Our next key launch will be the service Kabel Digital+ in November 2006. This product includes an electronic program guide (EPG) and a digital video recorder (DVR) and enables cable customers to step into a new dimension of television and video recording: Stopping live TV and continuing after a break, repeating the last minutes, watching a program while recording another one, setting up recording with just one click in the program guide.
With telcos moving en masse into IPTV, and therefore triple play, what can cable players to leverage the strengths of their networks?
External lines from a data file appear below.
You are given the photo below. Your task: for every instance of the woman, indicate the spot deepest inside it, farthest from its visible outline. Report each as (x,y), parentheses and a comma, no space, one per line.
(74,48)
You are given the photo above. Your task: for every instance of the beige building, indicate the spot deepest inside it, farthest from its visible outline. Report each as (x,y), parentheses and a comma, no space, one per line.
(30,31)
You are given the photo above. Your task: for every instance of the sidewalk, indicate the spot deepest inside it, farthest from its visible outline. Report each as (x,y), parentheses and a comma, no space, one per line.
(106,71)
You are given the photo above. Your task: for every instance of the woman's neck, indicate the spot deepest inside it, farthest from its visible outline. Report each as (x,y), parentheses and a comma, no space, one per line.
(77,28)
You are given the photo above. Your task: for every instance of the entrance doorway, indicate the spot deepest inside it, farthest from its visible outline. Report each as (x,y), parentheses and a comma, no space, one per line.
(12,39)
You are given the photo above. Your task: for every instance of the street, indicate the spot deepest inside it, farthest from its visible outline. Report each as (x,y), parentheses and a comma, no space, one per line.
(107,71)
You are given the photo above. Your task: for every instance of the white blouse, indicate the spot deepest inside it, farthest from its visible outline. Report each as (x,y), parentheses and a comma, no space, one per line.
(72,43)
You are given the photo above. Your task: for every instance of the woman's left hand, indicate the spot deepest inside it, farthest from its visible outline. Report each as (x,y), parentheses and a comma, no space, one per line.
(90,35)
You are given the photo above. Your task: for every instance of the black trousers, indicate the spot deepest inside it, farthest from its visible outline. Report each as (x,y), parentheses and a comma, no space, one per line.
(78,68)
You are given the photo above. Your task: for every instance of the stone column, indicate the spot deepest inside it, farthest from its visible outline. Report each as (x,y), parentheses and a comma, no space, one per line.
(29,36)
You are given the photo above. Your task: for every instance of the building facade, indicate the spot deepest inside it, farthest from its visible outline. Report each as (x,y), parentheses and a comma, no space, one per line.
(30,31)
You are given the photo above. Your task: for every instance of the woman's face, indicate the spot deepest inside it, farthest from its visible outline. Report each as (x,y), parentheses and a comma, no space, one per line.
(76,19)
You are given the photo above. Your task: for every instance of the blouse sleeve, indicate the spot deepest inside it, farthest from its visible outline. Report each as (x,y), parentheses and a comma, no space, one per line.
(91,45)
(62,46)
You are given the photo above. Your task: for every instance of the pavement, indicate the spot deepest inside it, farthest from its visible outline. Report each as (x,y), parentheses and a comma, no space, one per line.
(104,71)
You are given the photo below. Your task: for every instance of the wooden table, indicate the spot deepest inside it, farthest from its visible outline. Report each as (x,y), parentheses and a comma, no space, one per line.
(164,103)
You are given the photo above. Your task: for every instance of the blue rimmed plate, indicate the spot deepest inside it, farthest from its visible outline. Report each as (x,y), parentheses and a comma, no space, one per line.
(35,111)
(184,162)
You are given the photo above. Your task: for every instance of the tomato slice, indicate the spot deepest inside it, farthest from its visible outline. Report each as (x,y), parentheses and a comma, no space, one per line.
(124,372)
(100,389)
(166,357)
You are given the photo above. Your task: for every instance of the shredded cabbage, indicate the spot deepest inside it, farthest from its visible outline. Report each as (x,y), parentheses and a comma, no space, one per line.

We take competition on our core market very seriously; however, we see ourselves in a good competitive position with a strong brand, a stable customer base and an attractive offer in the still growing broadband market. The TV market in Germany is already distributed; customers have already decided on cable, satellite or antennae. Contrariwise, half of the broadband market in Germany is still not divvied. With now more than 70 digital Free TV channels, triple play services, PPV and pay TV, we are composing the most attractive cable access offer ever.
In addition, looking into the future, the cable network infrastructure is uniquely positioned to support a gradual migration to all IP-based services. Breaking down the entire spectrum in the cable network into a pure IP pipe would yield more than 5 Gbps, which significantly exceeds what DSL will ever be able to offer. Admittedly this is still many years out, nevertheless the potential is already there today.
What impact will the new DOCSIS 3.0 specifications have on your business? Could you tell us about the advanced digital services you are looking to deploy over the next two years?
DOCSIS 3.0 is a key tool in the strategy of eventually moving into an all-IP world on cable. In the midterm, however, it will simply allow cable operators to provide broadband high-speed data products of unparalleled speed at a highly competitive price point. This capacity certainly can be utilized in multiple ways for new services, but I don’t want to spoil the fun for our competitors by speaking out too early.
What is your organization’s current balance among video, voice and data technologies? How do you see that portfolio shifting or evolving over the next three to five years?
Kabel Deutschland started to engage in voice and broadband data services relatively late in the game. The key focus of our revenue base, therefore, currently is focused on the video side. As we continue our network upgrades, I expect that to gradually start shifting more and more toward IP-based services to eventually and finally turn even video into an IP service and thus once and for all blur the technical boundaries between the triple-play services.